Again, you ought to pick questions from your topics of strength. When you are familiar with a topic, there is a higher chance you will be more accurate in your questions guessing. For such topics, you would be so familiar with them that you know exactly what kinds of questions could be tested. Make sure you are able to score full marks when such questions are tested. Don’t pick questions and then leave them in your notebook without attempting to match it with the perfect answer.
For example, if you are studying for General Paper in JC, you can pick the potential essays questions based on hot issues. Some hot issues could be LGBT rights, the controversial subject of fake news, whether execution can be justified, etc. Once you have picked a few essay questions, do not leave them as just predicted questions, but spend some time to very quickly research on enough information to write a full essay on those topics you have picked. Make sure you score really well in these essays if they were to appear in your exams paper.
Memorize, Memorize, Memorize!
If you cannot understand anything, at least memorize something! What you memorize may come in useful for your exams. For example, for Geography, even if you cannot understand the process of precipitation, just memorize the entire chunk of descriptive words and pictures you need to draw. It may not help you score a full mark for a related question, but at least if you can put something decent down on paper you get some marks.
[Read also: 7 Definite Tips To Help You Ace Your Next Examination]

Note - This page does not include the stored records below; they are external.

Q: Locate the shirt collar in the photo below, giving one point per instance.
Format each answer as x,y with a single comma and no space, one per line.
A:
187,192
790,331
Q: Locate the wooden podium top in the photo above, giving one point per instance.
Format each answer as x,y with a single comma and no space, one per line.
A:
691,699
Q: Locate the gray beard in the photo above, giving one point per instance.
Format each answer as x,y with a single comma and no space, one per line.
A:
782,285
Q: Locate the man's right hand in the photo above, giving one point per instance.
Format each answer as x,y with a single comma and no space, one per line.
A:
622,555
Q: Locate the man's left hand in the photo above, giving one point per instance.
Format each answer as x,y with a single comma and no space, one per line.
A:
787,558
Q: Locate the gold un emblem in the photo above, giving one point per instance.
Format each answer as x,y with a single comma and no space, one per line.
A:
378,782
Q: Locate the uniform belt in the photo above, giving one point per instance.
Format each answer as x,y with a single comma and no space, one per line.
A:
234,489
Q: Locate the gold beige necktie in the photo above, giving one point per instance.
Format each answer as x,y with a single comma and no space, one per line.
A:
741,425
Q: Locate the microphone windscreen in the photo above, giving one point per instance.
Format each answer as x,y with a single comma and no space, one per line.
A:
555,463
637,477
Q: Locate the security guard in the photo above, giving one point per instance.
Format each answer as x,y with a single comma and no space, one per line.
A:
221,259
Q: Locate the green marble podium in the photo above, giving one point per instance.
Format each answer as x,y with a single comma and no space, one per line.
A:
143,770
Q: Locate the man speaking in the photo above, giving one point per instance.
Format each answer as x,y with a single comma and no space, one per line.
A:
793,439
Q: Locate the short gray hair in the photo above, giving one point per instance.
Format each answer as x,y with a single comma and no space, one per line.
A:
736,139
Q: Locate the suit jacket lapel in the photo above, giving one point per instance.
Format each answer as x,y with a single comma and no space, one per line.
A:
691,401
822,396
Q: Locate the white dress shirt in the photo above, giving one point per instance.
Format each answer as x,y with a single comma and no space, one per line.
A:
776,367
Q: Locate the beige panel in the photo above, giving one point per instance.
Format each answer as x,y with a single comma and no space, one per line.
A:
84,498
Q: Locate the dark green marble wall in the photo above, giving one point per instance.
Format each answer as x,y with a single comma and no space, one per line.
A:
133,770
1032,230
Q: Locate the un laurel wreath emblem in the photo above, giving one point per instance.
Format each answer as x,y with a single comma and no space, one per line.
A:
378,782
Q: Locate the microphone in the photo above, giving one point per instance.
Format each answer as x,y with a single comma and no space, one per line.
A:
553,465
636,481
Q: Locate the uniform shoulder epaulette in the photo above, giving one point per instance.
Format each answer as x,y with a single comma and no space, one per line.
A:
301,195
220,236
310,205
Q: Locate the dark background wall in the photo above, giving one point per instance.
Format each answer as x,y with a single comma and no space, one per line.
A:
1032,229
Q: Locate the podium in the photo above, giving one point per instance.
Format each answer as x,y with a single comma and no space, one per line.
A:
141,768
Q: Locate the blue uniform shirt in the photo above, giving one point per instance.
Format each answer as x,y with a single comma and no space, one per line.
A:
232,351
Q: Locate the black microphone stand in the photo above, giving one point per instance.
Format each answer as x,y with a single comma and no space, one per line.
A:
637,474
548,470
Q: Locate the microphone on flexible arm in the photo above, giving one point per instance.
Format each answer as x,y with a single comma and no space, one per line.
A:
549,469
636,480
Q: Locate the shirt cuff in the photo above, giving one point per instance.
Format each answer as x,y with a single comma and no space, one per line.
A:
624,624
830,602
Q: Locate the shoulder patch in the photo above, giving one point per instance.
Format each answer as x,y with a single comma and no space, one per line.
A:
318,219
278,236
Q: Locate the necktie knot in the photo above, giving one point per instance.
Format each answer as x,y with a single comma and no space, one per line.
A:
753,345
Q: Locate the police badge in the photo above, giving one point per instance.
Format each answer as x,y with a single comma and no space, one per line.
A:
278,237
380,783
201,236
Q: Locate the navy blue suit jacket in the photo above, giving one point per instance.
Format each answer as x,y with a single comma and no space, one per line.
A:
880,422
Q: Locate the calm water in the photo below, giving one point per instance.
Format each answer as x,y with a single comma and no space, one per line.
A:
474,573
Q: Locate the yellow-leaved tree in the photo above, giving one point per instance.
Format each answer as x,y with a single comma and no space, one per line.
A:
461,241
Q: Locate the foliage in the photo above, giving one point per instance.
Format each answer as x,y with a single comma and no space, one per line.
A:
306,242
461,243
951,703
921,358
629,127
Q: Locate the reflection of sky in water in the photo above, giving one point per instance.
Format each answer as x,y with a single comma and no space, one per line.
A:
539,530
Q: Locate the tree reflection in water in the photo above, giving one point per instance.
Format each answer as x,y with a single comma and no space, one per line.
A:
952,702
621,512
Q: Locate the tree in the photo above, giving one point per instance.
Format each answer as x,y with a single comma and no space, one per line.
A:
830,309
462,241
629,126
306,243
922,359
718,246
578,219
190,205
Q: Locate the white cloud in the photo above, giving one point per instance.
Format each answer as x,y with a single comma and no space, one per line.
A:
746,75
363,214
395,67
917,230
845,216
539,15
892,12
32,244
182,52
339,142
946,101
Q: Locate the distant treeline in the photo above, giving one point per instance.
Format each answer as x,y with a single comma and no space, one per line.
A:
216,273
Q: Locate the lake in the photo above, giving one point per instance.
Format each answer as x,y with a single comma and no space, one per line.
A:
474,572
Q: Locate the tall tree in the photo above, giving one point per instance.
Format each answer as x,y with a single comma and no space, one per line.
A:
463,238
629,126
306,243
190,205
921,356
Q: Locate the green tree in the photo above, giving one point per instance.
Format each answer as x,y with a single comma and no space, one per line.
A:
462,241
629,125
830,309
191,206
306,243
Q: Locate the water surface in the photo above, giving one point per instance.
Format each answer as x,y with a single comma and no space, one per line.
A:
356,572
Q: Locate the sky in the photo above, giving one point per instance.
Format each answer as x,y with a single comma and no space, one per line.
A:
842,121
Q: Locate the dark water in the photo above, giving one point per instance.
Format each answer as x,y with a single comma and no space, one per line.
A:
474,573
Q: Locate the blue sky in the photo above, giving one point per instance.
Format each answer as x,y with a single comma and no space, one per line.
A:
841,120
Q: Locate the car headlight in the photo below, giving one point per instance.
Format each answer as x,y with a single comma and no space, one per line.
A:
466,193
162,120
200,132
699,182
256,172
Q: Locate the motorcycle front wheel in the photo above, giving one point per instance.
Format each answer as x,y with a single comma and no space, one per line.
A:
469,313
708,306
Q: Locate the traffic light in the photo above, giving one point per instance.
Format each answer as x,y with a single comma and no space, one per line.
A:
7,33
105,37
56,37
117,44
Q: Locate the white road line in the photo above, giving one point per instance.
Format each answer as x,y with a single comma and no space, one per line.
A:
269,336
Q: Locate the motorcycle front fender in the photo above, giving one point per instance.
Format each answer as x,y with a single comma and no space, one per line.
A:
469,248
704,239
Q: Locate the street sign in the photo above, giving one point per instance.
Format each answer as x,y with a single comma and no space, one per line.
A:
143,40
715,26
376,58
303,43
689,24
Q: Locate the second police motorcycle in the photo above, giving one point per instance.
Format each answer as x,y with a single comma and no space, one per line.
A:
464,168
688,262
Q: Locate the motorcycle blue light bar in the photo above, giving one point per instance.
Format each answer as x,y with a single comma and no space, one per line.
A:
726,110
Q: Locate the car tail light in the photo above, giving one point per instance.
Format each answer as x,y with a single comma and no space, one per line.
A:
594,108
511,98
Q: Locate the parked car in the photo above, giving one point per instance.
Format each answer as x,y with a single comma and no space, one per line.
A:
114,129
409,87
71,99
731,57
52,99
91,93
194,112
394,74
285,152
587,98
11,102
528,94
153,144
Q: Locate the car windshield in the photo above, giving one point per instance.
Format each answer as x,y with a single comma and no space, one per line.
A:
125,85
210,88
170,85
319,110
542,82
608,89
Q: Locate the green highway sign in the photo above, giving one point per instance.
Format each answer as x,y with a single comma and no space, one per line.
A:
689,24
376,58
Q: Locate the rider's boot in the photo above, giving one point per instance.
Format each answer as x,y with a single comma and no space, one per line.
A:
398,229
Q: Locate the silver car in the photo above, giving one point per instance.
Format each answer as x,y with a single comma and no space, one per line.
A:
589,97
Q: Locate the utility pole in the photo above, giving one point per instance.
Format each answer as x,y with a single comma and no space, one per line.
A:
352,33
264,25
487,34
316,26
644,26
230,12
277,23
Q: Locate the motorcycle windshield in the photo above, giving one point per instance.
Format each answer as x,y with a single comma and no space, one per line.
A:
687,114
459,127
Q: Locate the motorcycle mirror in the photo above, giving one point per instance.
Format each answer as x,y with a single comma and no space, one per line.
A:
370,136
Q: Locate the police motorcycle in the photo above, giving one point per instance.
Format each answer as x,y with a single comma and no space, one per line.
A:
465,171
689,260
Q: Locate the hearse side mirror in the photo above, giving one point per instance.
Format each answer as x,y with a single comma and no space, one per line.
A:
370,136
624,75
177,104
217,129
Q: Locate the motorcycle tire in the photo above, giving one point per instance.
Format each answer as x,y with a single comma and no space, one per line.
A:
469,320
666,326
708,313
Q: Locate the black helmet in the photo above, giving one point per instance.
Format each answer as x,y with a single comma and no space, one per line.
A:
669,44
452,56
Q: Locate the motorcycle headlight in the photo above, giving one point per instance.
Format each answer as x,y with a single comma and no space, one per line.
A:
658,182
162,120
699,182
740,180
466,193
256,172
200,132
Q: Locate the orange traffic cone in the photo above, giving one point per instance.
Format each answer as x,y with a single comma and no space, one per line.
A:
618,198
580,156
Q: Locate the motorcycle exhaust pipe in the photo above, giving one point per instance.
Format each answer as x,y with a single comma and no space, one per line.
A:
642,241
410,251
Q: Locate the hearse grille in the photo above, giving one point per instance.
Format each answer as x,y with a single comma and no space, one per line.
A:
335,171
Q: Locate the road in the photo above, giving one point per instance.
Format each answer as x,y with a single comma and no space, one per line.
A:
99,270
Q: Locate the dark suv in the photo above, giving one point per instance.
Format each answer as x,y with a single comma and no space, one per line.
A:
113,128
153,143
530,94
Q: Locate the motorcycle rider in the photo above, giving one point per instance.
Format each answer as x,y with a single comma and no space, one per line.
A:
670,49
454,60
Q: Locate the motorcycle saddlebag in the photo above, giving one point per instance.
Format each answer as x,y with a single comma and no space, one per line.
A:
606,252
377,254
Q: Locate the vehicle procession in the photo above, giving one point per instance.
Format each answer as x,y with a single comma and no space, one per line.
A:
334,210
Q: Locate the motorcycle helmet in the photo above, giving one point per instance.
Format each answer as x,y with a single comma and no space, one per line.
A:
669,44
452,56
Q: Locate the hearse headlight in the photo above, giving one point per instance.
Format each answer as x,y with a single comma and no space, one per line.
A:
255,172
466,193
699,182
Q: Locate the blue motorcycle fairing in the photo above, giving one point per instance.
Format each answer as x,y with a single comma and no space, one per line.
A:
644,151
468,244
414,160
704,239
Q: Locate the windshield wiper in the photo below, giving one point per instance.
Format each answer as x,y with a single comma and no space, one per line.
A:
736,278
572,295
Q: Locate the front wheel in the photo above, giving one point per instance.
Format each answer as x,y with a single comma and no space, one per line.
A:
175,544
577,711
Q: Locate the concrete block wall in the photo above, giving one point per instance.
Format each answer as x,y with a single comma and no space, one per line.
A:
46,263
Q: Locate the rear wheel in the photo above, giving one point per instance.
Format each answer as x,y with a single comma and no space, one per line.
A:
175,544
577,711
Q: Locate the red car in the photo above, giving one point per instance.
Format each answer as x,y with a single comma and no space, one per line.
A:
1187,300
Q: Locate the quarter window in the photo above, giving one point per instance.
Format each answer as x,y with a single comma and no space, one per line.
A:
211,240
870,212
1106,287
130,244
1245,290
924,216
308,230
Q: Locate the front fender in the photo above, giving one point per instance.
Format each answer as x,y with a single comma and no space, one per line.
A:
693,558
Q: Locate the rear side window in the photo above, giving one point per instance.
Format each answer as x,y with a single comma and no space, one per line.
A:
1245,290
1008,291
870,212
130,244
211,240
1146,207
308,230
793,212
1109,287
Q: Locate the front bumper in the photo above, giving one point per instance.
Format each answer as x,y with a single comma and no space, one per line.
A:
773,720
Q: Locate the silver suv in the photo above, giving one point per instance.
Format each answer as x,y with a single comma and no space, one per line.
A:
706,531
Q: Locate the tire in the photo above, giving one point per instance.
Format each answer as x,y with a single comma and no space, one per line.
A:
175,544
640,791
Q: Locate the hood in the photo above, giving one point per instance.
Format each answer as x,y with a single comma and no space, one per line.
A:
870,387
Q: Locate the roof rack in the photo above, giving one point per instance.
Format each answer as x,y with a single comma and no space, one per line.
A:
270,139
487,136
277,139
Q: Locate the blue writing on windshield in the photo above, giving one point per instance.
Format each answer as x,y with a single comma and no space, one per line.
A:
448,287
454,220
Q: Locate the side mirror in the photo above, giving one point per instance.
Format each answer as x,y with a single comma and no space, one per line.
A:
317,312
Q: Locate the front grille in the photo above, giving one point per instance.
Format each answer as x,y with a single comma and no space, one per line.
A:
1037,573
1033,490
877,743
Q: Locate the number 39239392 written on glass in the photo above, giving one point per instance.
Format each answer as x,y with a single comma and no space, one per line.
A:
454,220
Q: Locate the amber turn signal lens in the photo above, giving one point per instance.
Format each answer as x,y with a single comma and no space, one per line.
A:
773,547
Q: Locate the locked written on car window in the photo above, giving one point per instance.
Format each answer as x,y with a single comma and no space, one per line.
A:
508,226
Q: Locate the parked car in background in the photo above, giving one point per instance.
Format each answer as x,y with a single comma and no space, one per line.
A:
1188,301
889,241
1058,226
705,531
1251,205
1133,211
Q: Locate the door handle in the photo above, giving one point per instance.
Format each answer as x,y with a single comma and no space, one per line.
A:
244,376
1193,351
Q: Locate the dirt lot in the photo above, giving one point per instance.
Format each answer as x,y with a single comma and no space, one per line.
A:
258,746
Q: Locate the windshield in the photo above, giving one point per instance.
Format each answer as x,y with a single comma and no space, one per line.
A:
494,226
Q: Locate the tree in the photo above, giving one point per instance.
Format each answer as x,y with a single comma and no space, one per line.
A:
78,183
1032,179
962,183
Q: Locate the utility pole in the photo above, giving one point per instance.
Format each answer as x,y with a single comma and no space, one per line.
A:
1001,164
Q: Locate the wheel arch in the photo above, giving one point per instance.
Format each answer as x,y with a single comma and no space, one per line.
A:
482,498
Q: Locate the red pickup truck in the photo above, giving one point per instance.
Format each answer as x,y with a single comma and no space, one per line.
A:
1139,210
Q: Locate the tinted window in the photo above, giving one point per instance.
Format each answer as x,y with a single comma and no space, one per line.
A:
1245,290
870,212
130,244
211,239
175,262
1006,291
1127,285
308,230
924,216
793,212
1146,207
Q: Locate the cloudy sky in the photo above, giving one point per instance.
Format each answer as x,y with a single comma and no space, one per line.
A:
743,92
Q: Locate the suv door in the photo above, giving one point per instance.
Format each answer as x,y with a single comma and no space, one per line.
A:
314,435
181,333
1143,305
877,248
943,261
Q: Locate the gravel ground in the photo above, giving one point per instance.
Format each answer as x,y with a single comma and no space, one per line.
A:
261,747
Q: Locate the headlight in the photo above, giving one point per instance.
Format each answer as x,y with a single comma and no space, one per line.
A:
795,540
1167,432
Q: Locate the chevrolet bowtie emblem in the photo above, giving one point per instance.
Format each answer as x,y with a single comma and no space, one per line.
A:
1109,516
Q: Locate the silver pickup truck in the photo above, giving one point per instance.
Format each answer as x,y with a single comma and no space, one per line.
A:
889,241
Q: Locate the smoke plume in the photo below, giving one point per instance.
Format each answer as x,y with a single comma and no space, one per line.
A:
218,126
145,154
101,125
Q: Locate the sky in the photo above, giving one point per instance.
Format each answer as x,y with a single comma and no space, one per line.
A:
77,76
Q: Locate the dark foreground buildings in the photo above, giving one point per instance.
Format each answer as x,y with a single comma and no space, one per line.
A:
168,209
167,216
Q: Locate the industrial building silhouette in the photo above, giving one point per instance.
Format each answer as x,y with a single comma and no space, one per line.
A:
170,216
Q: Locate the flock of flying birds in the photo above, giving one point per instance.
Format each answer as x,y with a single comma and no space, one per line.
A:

If your English is bad, maybe a grade C6 and you make an effort to memorize beautiful phrases before your exams and use them appropriately in your composition, your beautifully written composition may put your English grade at B3 overall! If you can’t understand a Math concept, remember the problem sum question style and memorize the steps required to get the answer. The rule is this – whatever you can do well in or understand, just resort to memorizing. Of course, if your time is little there is a limit to how much you can jam into your brain through memorizing. So let this technique be your last technique.
Two hours of exams cannot determine your brilliance. However, it probably can determine the effectiveness of your exams preparation techniques. If you are struggling and are at your last month of preparation, it is not too late to hire a tutor to help you pace yourself. All the best!